Almost 75 percent of small companies in London are worried about the negative effects of the government’s latest business rate rise, set to come into effect from April.
The Federation of Small Businesses (FSB) warned that London was in “serious danger of losing its vital support system of micro and small businesses”, after it found that the average small business will have to pay £17,000 to cover business rates from April.
The government’s changes have provoked uproar from business campaign groups, after it was found that more than 500,000 cafes, shops, hotels, nurseries, schools and hospitals will pay up to 300 per cent more under the new rules.
The changes come following the first revaluation of business rates for seven years. Several large business campaign groups have spoken out against the changes, including the British Retail Consortium, the Confederation of British Industry and the Federation of Small Businesses.
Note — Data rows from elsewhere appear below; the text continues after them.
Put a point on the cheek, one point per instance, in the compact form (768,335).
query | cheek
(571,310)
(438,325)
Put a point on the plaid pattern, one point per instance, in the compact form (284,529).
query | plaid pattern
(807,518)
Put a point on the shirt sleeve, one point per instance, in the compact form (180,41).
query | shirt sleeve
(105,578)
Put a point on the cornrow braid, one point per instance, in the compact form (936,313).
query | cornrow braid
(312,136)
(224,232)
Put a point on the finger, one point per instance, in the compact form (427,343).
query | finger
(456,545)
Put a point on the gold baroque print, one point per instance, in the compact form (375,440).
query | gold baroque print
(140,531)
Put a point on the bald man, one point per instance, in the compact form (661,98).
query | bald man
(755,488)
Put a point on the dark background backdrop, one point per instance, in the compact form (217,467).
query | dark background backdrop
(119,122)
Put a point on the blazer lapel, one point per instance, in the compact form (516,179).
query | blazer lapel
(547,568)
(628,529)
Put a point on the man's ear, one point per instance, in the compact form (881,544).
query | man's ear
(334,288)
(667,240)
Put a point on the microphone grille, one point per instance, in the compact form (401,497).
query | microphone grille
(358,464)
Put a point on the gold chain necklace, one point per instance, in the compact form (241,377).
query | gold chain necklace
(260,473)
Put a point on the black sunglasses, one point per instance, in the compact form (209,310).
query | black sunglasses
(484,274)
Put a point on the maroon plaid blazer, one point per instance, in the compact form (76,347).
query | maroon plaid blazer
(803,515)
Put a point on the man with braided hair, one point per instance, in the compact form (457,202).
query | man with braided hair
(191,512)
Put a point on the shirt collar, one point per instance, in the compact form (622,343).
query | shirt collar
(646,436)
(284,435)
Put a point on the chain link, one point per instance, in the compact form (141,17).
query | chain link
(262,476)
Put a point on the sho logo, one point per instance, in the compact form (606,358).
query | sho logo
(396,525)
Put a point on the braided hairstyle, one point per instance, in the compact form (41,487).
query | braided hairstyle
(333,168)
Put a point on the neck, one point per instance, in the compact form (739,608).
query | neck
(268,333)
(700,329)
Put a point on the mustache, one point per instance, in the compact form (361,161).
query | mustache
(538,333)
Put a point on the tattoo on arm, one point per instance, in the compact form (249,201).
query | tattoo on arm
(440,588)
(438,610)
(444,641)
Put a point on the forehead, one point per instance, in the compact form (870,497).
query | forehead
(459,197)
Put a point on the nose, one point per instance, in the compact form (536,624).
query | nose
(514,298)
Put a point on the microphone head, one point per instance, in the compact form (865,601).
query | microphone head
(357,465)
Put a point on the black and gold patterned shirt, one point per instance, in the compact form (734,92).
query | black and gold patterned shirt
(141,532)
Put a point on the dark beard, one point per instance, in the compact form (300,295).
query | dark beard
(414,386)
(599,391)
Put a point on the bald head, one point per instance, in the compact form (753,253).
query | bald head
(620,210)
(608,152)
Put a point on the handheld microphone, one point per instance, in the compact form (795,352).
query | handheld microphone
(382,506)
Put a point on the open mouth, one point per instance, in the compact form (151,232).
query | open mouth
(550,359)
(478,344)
Some have argued that it could even be illegal under local government finance laws.
The changes led to further controversy after it was found that online retail giant Amazon would benefit from the changes, seeing its business levy slashed at most of its warehouses across the UK. Other online retailers who are set to benefit include Asos and Boohoo.
A survey by the FSB and trade body Camden Town Unlimited, found that rates were the biggest issue for 74 percent of small businesses in London.
Four in 10 businesses that are paying rates said they expected a rise of more than 20 percent, while three in 10 said they were unsure what the changes from April would mean.
Sue Terpilowski, the FSB London chair, said: “London is in serious danger of losing its vital support system of micro and small businesses.
“The business attraction of London is that it has a strong ecosystem of support services from the micro and small business community. Some of these businesses are the ones that become high-growth companies from a standing start, often in the hi-tech sectors.”